WSJ’s Byron quotes PG:
“‘It’s required us to think differently about our product portfolio and how to please the high-end and lower-end markets,’ says Melanie Healey, group president of P&G's North America business. ‘That's frankly where a lot of the growth is happening.’"
Translation: the rapid decline of the Middle Class is now a key part of our game plan.
Of course, the usual explanation (“worst recession in 50 years”) is offered. But the notoriously immigration enthusiast WSJ makes no mention of low-skilled aliens taking those American jobs. Don’t tell me Americans won’t take low paying jobs. The lines for job offerings are long whenever hiring notices are posted.
And furthermore,
“P&G isn't the only company adjusting its business. A wide swath of American companies is convinced that the consumer market is bifurcating into high and low ends and eroding in the middle. They have begun to alter the way they research, develop and market their products.”
Enter the Consumer Hourglass Theory:
“Citigroup calls the phenomenon the ‘Consumer Hourglass Theory’ and since 2009 has urged investors to focus on companies best positioned to cater to the highest-income and lowest-income consumers. It created an index of 25 companies, including Estée Lauder Cos. and Saks at the top of the hourglass and Family Dollar Stores Inc. and Kellogg Co. at the bottom.
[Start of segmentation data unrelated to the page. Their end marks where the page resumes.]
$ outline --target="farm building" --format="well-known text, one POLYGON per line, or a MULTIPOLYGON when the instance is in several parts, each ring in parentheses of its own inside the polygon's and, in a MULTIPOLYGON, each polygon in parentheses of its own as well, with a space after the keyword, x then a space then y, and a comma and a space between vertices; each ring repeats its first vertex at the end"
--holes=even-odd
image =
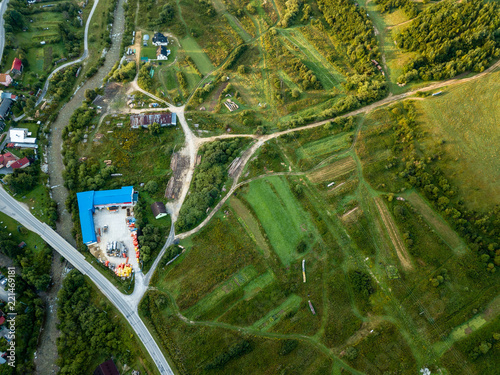
POLYGON ((170 50, 165 46, 159 46, 156 50, 156 58, 158 60, 167 60, 168 55, 170 55, 170 50))
POLYGON ((155 33, 155 35, 153 36, 153 45, 166 46, 168 45, 168 38, 162 33, 155 33))
POLYGON ((120 375, 112 359, 101 363, 94 371, 94 375, 120 375))
POLYGON ((0 74, 0 85, 8 87, 12 83, 12 77, 8 74, 0 74))
POLYGON ((163 202, 155 202, 151 205, 151 210, 153 211, 153 215, 155 219, 159 219, 160 217, 167 216, 167 208, 163 204, 163 202))
POLYGON ((13 75, 22 74, 23 72, 23 62, 17 57, 14 59, 14 61, 12 61, 12 68, 10 68, 10 72, 13 75))
POLYGON ((155 122, 161 126, 175 126, 177 125, 177 116, 175 113, 171 112, 153 114, 141 113, 139 115, 130 116, 130 127, 132 129, 139 129, 141 126, 147 128, 155 122))
POLYGON ((85 245, 90 245, 97 242, 93 217, 95 209, 133 206, 137 202, 137 193, 133 186, 124 186, 115 190, 84 191, 77 193, 76 198, 80 212, 82 241, 85 245))
POLYGON ((16 160, 14 163, 10 165, 12 169, 23 169, 29 167, 30 161, 28 158, 24 157, 22 159, 16 160))
POLYGON ((3 155, 0 155, 0 168, 6 167, 9 168, 12 164, 14 164, 19 158, 10 152, 6 152, 3 155))

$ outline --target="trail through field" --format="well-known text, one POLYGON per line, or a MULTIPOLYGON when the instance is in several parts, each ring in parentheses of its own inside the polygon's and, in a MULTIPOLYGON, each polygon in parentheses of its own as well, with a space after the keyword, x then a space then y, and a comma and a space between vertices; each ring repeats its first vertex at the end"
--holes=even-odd
POLYGON ((356 169, 356 163, 351 156, 333 162, 330 165, 321 167, 308 174, 309 180, 313 183, 323 181, 333 181, 340 176, 352 172, 356 169))
POLYGON ((458 234, 441 218, 425 200, 416 192, 406 195, 408 201, 420 212, 425 221, 434 228, 439 237, 456 253, 464 254, 467 245, 458 236, 458 234))
POLYGON ((413 265, 411 264, 410 255, 408 254, 408 250, 406 249, 404 242, 399 235, 398 228, 396 227, 396 224, 394 223, 389 210, 387 209, 385 203, 382 202, 382 199, 380 197, 375 198, 375 204, 377 206, 378 212, 380 213, 380 217, 384 222, 385 228, 389 233, 391 242, 396 249, 396 254, 399 258, 399 261, 401 262, 401 265, 407 270, 412 270, 413 265))

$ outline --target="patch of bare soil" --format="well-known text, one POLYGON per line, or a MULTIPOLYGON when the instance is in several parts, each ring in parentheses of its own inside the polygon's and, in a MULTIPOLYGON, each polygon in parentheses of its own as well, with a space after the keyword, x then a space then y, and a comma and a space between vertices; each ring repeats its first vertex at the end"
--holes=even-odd
POLYGON ((384 223, 385 228, 387 229, 387 233, 389 233, 389 237, 391 238, 391 242, 396 249, 396 254, 401 262, 401 265, 405 269, 412 269, 413 266, 411 264, 411 258, 408 254, 408 251, 404 245, 401 236, 399 235, 398 229, 394 220, 391 217, 391 214, 387 210, 384 202, 381 202, 380 198, 375 198, 375 204, 377 205, 378 212, 380 213, 380 217, 384 223))
POLYGON ((68 263, 61 262, 61 256, 58 252, 52 252, 52 283, 48 292, 40 293, 45 304, 45 321, 42 332, 38 339, 38 348, 35 353, 35 374, 48 375, 56 374, 59 367, 56 365, 57 345, 56 340, 59 337, 59 330, 56 328, 57 320, 57 293, 61 289, 64 270, 68 263))

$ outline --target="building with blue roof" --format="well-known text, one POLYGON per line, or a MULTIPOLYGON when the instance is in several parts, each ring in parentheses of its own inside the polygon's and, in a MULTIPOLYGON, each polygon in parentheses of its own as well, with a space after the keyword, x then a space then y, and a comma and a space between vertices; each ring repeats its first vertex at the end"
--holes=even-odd
POLYGON ((112 206, 133 206, 137 202, 137 193, 133 186, 124 186, 121 189, 83 191, 76 194, 78 211, 80 212, 80 227, 82 240, 85 245, 97 242, 94 228, 94 212, 98 209, 112 206))

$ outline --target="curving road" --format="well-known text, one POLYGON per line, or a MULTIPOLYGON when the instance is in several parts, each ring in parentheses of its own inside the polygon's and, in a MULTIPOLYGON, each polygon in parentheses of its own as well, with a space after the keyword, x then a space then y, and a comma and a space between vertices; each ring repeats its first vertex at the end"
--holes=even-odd
MULTIPOLYGON (((121 294, 108 279, 106 279, 97 269, 85 260, 85 257, 78 250, 71 246, 47 224, 42 223, 35 218, 18 201, 12 198, 4 190, 3 186, 0 187, 0 211, 17 220, 29 230, 38 233, 45 242, 66 258, 71 264, 73 264, 76 269, 84 275, 87 275, 97 285, 99 290, 125 316, 129 324, 137 333, 137 336, 139 336, 139 339, 146 347, 146 350, 151 355, 151 358, 158 367, 160 374, 174 375, 174 372, 165 360, 165 357, 153 339, 153 336, 151 336, 148 329, 139 318, 139 314, 137 313, 138 301, 136 303, 136 299, 132 296, 125 296, 121 294)), ((174 234, 172 231, 167 240, 168 246, 173 242, 173 240, 174 234)), ((167 246, 167 244, 165 244, 165 246, 167 246)))
POLYGON ((3 0, 0 5, 0 61, 2 61, 3 57, 3 49, 5 48, 5 21, 3 19, 3 15, 7 10, 7 4, 9 4, 9 0, 3 0))
MULTIPOLYGON (((7 0, 3 0, 3 2, 6 2, 6 1, 7 0)), ((2 6, 3 6, 3 2, 2 2, 2 6)), ((89 55, 89 43, 88 43, 89 25, 90 25, 90 21, 92 20, 92 16, 94 15, 95 8, 97 8, 97 4, 99 4, 99 0, 94 1, 94 6, 90 10, 89 16, 87 18, 87 23, 85 24, 85 34, 83 36, 83 54, 82 54, 82 56, 78 60, 74 60, 74 61, 67 62, 66 64, 62 64, 61 66, 54 69, 52 71, 52 73, 49 74, 49 76, 47 77, 47 80, 45 81, 45 84, 43 85, 42 93, 40 94, 40 97, 36 101, 35 107, 38 106, 42 102, 43 98, 47 94, 47 90, 49 89, 50 79, 52 78, 52 76, 54 74, 56 74, 61 69, 64 69, 64 68, 67 68, 68 66, 71 66, 73 64, 77 64, 77 63, 82 62, 89 55)), ((1 22, 3 22, 3 18, 2 18, 1 22)), ((5 32, 4 32, 4 34, 5 34, 5 32)), ((4 35, 4 38, 2 38, 2 39, 5 39, 5 35, 4 35)), ((3 45, 2 45, 2 51, 3 51, 3 45)))

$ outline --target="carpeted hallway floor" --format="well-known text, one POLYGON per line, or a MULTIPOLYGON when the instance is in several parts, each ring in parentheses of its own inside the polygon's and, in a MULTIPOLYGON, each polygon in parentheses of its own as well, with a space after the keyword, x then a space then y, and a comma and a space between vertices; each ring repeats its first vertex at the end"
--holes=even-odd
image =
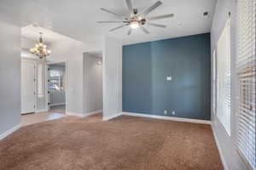
POLYGON ((1 170, 219 170, 209 125, 122 116, 73 116, 0 141, 1 170))

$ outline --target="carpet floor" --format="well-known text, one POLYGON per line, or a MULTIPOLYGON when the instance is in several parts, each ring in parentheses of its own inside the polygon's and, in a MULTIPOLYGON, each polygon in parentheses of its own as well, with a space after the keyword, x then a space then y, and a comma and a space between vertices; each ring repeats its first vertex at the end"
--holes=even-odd
POLYGON ((209 125, 68 116, 0 141, 1 170, 222 170, 209 125))

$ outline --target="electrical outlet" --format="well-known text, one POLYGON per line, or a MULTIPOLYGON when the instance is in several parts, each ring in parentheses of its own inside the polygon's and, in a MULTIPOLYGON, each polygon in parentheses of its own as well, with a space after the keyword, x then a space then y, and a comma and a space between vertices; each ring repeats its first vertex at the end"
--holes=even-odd
POLYGON ((165 113, 165 115, 167 115, 167 110, 164 110, 164 113, 165 113))
POLYGON ((166 81, 172 81, 172 76, 166 76, 166 81))

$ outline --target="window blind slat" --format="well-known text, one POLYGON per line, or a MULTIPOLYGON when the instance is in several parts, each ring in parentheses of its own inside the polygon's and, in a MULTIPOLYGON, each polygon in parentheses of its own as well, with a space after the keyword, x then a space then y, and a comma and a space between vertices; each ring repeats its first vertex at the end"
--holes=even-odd
POLYGON ((255 9, 256 0, 237 1, 239 83, 237 150, 255 170, 255 9))

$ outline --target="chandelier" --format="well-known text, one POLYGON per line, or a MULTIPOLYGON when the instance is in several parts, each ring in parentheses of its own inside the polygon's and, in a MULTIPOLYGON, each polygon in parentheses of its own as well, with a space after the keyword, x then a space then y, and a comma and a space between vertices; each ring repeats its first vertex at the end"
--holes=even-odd
POLYGON ((42 32, 39 32, 39 42, 36 43, 34 48, 30 49, 30 52, 39 57, 39 59, 46 58, 50 54, 50 50, 47 49, 47 45, 43 43, 42 32))

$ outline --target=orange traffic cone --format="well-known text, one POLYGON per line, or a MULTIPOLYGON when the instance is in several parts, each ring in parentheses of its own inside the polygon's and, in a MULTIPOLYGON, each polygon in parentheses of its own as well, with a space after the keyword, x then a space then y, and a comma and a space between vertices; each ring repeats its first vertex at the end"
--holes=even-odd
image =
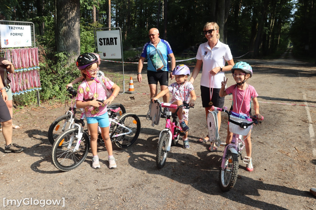
POLYGON ((128 88, 128 90, 126 91, 126 93, 133 94, 136 91, 134 90, 134 85, 133 83, 133 78, 131 77, 130 79, 130 86, 128 88))

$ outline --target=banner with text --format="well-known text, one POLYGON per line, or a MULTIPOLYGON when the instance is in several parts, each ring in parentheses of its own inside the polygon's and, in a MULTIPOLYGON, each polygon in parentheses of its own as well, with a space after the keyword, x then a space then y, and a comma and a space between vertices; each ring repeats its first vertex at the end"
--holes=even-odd
POLYGON ((96 32, 98 51, 101 59, 122 58, 119 30, 96 32))
POLYGON ((1 47, 32 46, 31 26, 0 24, 1 47))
The index posted a 56.5% return for investors from its inception on Dec. 10, 2009, through Sept. 1, 2011. Over the same period, the Dow Jones Industrial Average returned 11%.”
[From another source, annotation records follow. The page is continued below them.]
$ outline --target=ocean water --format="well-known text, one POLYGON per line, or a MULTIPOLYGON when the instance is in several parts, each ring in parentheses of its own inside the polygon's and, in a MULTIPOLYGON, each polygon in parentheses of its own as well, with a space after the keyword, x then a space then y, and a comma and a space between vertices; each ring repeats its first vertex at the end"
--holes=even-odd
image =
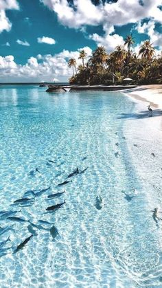
POLYGON ((1 287, 162 287, 161 228, 119 117, 135 103, 117 92, 0 91, 1 287), (22 198, 32 200, 14 203, 22 198))

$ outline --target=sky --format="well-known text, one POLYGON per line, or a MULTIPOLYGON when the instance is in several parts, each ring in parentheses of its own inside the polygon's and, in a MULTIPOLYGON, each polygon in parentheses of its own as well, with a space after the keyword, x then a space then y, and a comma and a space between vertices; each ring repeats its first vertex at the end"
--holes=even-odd
POLYGON ((132 33, 162 48, 162 0, 0 0, 0 82, 68 82, 69 58, 132 33))

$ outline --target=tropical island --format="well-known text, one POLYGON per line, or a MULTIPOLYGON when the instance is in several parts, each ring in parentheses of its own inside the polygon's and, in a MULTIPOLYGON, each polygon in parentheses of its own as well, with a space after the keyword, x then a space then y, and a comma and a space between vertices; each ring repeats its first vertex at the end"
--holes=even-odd
POLYGON ((121 85, 130 78, 132 84, 162 84, 162 54, 156 54, 155 48, 150 40, 140 46, 139 53, 132 50, 135 43, 132 34, 127 36, 124 45, 118 45, 115 51, 108 54, 104 46, 97 47, 92 56, 86 59, 84 49, 78 59, 71 58, 68 65, 73 69, 69 78, 71 85, 121 85))

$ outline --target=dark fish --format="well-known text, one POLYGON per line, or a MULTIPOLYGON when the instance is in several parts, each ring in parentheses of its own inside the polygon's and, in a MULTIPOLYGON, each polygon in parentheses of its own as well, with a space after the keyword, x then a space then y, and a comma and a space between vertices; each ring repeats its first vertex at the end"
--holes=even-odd
POLYGON ((31 239, 32 237, 33 237, 33 234, 32 234, 29 237, 27 237, 25 240, 24 240, 23 242, 22 242, 21 244, 19 244, 16 247, 16 249, 14 250, 14 253, 15 254, 15 253, 18 252, 18 251, 19 251, 21 249, 23 249, 25 245, 26 245, 27 243, 27 242, 29 242, 29 241, 31 239))
POLYGON ((76 170, 74 170, 72 173, 69 174, 69 175, 67 176, 67 178, 70 178, 70 177, 71 177, 72 176, 76 175, 77 175, 77 174, 79 174, 79 170, 78 170, 78 167, 77 167, 76 170))
POLYGON ((58 186, 61 186, 62 185, 67 184, 69 182, 72 182, 72 181, 71 180, 71 181, 65 181, 64 182, 60 183, 60 184, 58 184, 58 186))
POLYGON ((30 176, 34 176, 34 171, 33 170, 30 172, 30 176))
POLYGON ((40 172, 38 170, 38 168, 36 168, 36 171, 38 172, 38 173, 40 174, 40 172))
POLYGON ((15 214, 19 213, 21 211, 21 210, 19 210, 19 211, 8 211, 8 212, 6 212, 2 214, 0 216, 0 220, 5 219, 6 218, 8 218, 10 216, 15 215, 15 214))
POLYGON ((23 219, 19 217, 8 217, 7 219, 16 222, 30 222, 30 220, 23 219))
POLYGON ((38 235, 36 230, 34 229, 33 229, 32 225, 29 225, 27 227, 27 230, 29 231, 29 232, 31 233, 32 234, 33 234, 33 236, 37 236, 38 235))
POLYGON ((0 211, 0 215, 1 215, 1 214, 6 213, 7 212, 8 212, 8 211, 0 211))
POLYGON ((54 223, 50 223, 45 220, 38 220, 38 222, 43 225, 54 225, 54 223))
POLYGON ((10 236, 6 240, 0 243, 0 249, 1 249, 1 247, 4 246, 4 245, 8 241, 10 241, 10 236))
POLYGON ((80 174, 83 174, 84 173, 84 172, 88 169, 89 167, 86 167, 85 169, 82 170, 82 171, 80 172, 80 174))
POLYGON ((60 197, 63 193, 65 193, 66 191, 60 192, 59 193, 51 194, 47 197, 47 198, 55 198, 60 197))
POLYGON ((49 166, 49 167, 51 167, 51 164, 50 164, 50 163, 49 163, 49 162, 47 162, 47 163, 46 163, 46 165, 47 165, 47 166, 49 166))
POLYGON ((64 202, 62 202, 62 203, 60 203, 59 204, 53 205, 52 206, 49 206, 47 208, 46 208, 45 210, 47 211, 54 211, 56 209, 60 208, 62 205, 63 205, 65 203, 65 201, 64 201, 64 202))
POLYGON ((26 191, 23 197, 26 197, 26 196, 29 196, 29 195, 33 195, 34 197, 35 196, 35 193, 34 192, 37 191, 36 190, 28 190, 27 191, 26 191))
POLYGON ((132 198, 135 197, 135 196, 130 196, 128 194, 125 193, 124 191, 121 191, 122 193, 125 195, 125 199, 128 201, 128 202, 130 202, 132 198))
POLYGON ((64 173, 64 172, 59 172, 58 173, 57 173, 57 174, 55 175, 55 177, 58 177, 58 176, 62 175, 62 174, 63 174, 63 173, 64 173))
POLYGON ((99 210, 102 209, 102 199, 101 196, 100 195, 97 196, 97 197, 95 198, 95 208, 99 210))
POLYGON ((14 230, 12 228, 12 226, 10 227, 1 227, 0 229, 0 235, 3 235, 3 234, 6 233, 7 232, 10 231, 10 230, 12 230, 14 231, 14 230))
POLYGON ((51 228, 49 230, 51 235, 54 239, 56 237, 57 235, 58 235, 58 231, 54 225, 51 226, 51 228))
POLYGON ((158 217, 159 209, 158 208, 154 208, 154 211, 152 211, 152 212, 153 212, 152 218, 153 218, 154 221, 158 224, 158 221, 159 220, 162 220, 158 217))
POLYGON ((35 198, 22 198, 21 199, 15 200, 14 203, 26 203, 28 201, 34 201, 35 198))
POLYGON ((48 187, 45 189, 42 189, 40 191, 38 191, 37 192, 34 193, 35 197, 40 195, 41 194, 44 193, 44 192, 47 191, 47 190, 50 189, 51 186, 48 187))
Of course, the rich are okay (for now):
“Companies like Tiffany & Co., Coach Inc. and Neiman Marcus Group Inc., which cater to the wealthy, racked up outsize sales last Christmas and continue to post strong sales.
“Tiffany says its lower-priced silver baubles, once a favorite of middle-class shoppers craving a small token from the storied jeweler, are now its weakest sellers in the U.S. ‘I think that there's probably more separation of affluence in the U.S.,’ Tiffany Chief Operating Officer James Fernandez said in June.”
P&G is really scientific about this:
“To monitor the evolving American consumer market, P&G executives study the Gini index, a widely accepted measure of income inequality that ranges from zero, when everyone earns the same amount, to one, when all income goes to only one person. In 2009, the most recent calculation available, the Gini coefficient totaled 0.468, a 20% rise in income disparity over the past 40 years, according to the U.S. Census Bureau.
“‘We now have a Gini index similar to the Philippines and Mexico—you'd never have imagined that,’ says Phyllis Jackson, P&G's vice president of consumer market knowledge for North America. ‘I don't think we've typically thought about America as a country with big income gaps to this extent.’…
“‘This has been the most humbling aspect of our jobs,’ says Ms. Jackson. ‘The numbers of Middle America have been shrinking because people have been getting hurt so badly economically that they've been falling into lower income.’"
Indeed, America is being humbled by a variety of ills—including the draining effect of our wars.
But the job losses that reduced and humbled our former bell weather Middle Class will surely continue unless we wake up, pass permanent E verify and begin to enforce our existing immigration laws which have allowed “immigration overload” .
Donald A. Collins [email him], a free lance writer living in Washington, DC. , is a long-time board member of the Federation for American Immigration Reform’s (FAIR). However, his views are his own.